If you were to picture a data center as a restaurant kitchen where all the orders (information requests, or “input”) are received and completed, the processor would be the chef who actually prepares the dishes (responses) requested by the customers (users). The other components in the server, such as memory and network interface, are the staff who support the chef. They bring the chef the necessary ingredients (data) and deliver the completed dishes (“output”)—but there would be nothing to serve without the chef.

Processors (or semiconductors) are far and away the most expensive and complex part of the system, and we’ll be focusing on them for the rest of this post.

A processor has all of the circuitry responsible for interpreting and executing instructions. Given the higher level of computation required by AI applications, as discussed above, the biggest driver of profits and innovation today is migrating the industry toward processors that can better handle this increased load.

Getting even further into the weeds (trust me, it’s important), there are two main types of processors:

  • CPUs (short for “Central Processing Units”); and

  • GPUs (short for “Graphics Processing Units”—which, as we’ll explain in a minute, is a bit of an outdated term)

You’re probably mostly familiar with CPUs from everyday life—this is the type of chip that made Intel famous, and which powers the bulk of the processes on your personal computer.

Back in the day, CPUs could only do one calculation at a time, as all processes had to run through a single location, or “core.” These days, most CPUs have multiple cores, enabling the processor to run multiple calculations in parallel and complete tasks faster. This idea of “parallel processing” is the foundation of high-performance computing. Entire fields of engineering are focusing on increasingly clever ways to break up instructions in a manner that increases the speed at which this parallel processing can be achieved, and delegated appropriately.

The methodology for breaking up these instruction sets and the “language” (i.e., code) used to communicate these instructions have all been improved through processes with impressive-sounding names like “hyperthreading.” You’ve probably seen the headlines about the recent IPO of the British chip designer Arm (a Softbank portfolio company), whose big breakthrough over traditional processors was the ability to utilize a simplified language with reduced instructions to communicate a smaller set of common commands to a processor. Such an architecture results in reduced energy usage and size requirements in exchange for a smaller overall level of functionality—a great tradeoff for a smartphone CPU, and one that has led to outsized market share in that industry for Arm (and, ultimately, a large IPO at a nice premium for its largest shareholder, Softbank).

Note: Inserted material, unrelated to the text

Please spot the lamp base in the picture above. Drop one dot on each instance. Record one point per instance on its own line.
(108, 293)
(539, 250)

Now, CPUs are general-purpose processors—they can do pretty much everything, from playing movies to crunching spreadsheets to web browsing, and can bounce between tasks relatively quickly. The tradeoff of this ability to handle diverse processes is that they’re not great at parallel processing. As a result, a new type of processor was created that could tackle a narrower set of tasks with a much greater ability to run parallel processes and complete those tasks very quickly. This is where the GPU comes in.

GPUs were originally built to render graphics for computer video games. They had their first heyday in the ‘90’s, when 3D-rendered action video games such as “Doom” made their debut. As any gamer will tell you, the speed at which complex graphics are delivered to the monitor is immensely important. GPUs have thousands of cores, allowing them to process image pixels in parallel and thus leading to a reduction in latency, or the time it takes to process a single image. By comparison, since CPUs have much fewer cores (at most, 64 for the highest-end consumer hardware), they cannot process anywhere near the same number of pixels in parallel. So, in a typical PC build, the CPU hands off the responsibility of what to display on the monitor to the GPU—the key component of what is known as the “graphics card,” whose sole focus is to process a game’s (or other application’s) graphics.

Source

Until recently, the GPU market was primarily driven by graphics cards; the first company to mass-market GPUs was Nvidia, which had a strong product position but was primarily viewed as a niche player. Then Large Language Models started reaching the mainstream market, and the GPU developers found a massive new use case. Turns out, the ability for a GPU to efficiently parallel-process information made it a good fit for these models, given the complexity of the typical ChatGPT query (as discussed above, and in more detail below).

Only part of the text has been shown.